Effect of Nd3+ Doping on Structural, Near-Infrared, and Cathodoluminescent Properties for Cadmium Tantalate Phosphors

Cd1-xTa2O6:xNd3+ (x=0.5, 1.5, 3, 5, 7, and 10 mol%) phosphor series were fabricated by conventional solid state method at 1100 °C for 17 hours. The samples of cadmium tantalate were investigated by structural (XRD, SEM) and spectroscopic (CL, PL) analyses. In XRD results, the symmetry of CdTa2O6 phase with orthorhombic columbite structure was confirmed between 0.5 and 10 mol% Nd3+ doping concentrations. SEM analysis of the grains revealed round and shapeless morphology while grain sizes ranged from submicron to several microns. The emission spectra of Cd1-xTa2O6:xNd3+ (x=0.5, 1.5, 3, 5, 7 and 10 mol%) phosphor series recorded with the transitions of 4F3/2→4I9/2 and 4F3/2→4I11/2. Among these transitions, the transition 4F3/2→4I9/2 (at 889 nm) has a high near-infrared emission intensity, which can be attributed to the laser potential of the phosphor.

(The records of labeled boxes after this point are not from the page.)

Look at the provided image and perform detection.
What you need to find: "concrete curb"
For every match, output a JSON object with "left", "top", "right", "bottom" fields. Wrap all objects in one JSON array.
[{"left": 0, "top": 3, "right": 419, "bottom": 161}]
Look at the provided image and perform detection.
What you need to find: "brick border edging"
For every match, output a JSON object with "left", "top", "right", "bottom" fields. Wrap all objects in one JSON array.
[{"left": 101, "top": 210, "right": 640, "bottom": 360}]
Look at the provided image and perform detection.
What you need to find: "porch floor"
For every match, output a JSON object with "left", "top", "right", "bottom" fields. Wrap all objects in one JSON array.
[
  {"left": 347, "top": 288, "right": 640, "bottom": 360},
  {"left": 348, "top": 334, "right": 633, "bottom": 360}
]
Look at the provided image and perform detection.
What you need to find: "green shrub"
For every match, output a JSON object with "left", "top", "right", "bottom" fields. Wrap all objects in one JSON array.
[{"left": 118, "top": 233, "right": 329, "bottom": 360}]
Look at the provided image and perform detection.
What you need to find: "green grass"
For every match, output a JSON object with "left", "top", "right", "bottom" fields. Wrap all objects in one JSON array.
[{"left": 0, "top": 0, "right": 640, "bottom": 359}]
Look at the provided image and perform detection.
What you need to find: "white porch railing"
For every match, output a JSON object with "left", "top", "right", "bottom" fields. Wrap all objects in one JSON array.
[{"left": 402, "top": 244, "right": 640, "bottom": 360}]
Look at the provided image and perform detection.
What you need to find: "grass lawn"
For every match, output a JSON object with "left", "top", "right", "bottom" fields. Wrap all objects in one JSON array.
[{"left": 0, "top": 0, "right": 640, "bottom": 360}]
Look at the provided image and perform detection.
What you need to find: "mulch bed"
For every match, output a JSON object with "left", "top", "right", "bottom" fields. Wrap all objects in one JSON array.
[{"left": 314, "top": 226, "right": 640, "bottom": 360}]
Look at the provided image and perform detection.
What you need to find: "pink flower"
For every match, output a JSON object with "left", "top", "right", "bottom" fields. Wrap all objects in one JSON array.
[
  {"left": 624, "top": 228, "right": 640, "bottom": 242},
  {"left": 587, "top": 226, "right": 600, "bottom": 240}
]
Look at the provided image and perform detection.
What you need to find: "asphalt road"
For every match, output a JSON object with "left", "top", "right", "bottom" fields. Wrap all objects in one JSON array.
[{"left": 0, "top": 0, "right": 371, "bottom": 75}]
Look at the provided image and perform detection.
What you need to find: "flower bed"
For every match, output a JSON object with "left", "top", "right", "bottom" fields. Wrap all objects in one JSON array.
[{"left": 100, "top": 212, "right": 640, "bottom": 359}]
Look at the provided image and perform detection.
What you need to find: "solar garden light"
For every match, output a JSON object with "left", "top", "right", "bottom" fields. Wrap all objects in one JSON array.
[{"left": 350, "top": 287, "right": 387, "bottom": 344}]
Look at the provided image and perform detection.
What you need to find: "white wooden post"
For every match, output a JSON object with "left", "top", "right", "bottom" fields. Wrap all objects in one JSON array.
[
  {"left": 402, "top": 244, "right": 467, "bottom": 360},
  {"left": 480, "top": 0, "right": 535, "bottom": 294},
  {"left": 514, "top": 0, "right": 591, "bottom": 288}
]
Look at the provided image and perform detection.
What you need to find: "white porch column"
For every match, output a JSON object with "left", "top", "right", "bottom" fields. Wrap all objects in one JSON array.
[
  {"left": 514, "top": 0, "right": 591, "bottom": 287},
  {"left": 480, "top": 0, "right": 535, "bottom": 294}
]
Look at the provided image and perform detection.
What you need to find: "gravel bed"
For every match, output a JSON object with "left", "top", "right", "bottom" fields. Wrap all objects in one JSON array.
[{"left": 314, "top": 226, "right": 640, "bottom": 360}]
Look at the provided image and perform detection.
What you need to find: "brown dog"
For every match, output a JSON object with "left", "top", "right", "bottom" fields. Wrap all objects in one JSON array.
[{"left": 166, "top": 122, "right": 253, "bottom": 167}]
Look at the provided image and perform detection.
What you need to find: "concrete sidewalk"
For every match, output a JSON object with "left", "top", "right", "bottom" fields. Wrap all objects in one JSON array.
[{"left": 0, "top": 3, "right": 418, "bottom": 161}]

The NIR emission of the phosphor increased with increasing concentration of Nd3+ up to 5 mol% and then declined because of concentration quenching phenomenon. The CL emission peak at about 450 nm found in all samples is related to the intrinsic emission of the cadmium tantalate host. In addition, Nd3+ doped phosphors exhibited the 4F3/2→4I9/2 transition of Nd3+ and defect-related CL emissions at 670 nm. Decreasing crystallinity with increasing Nd3+ concentration caused a decrease in host emission intensity at 450 nm.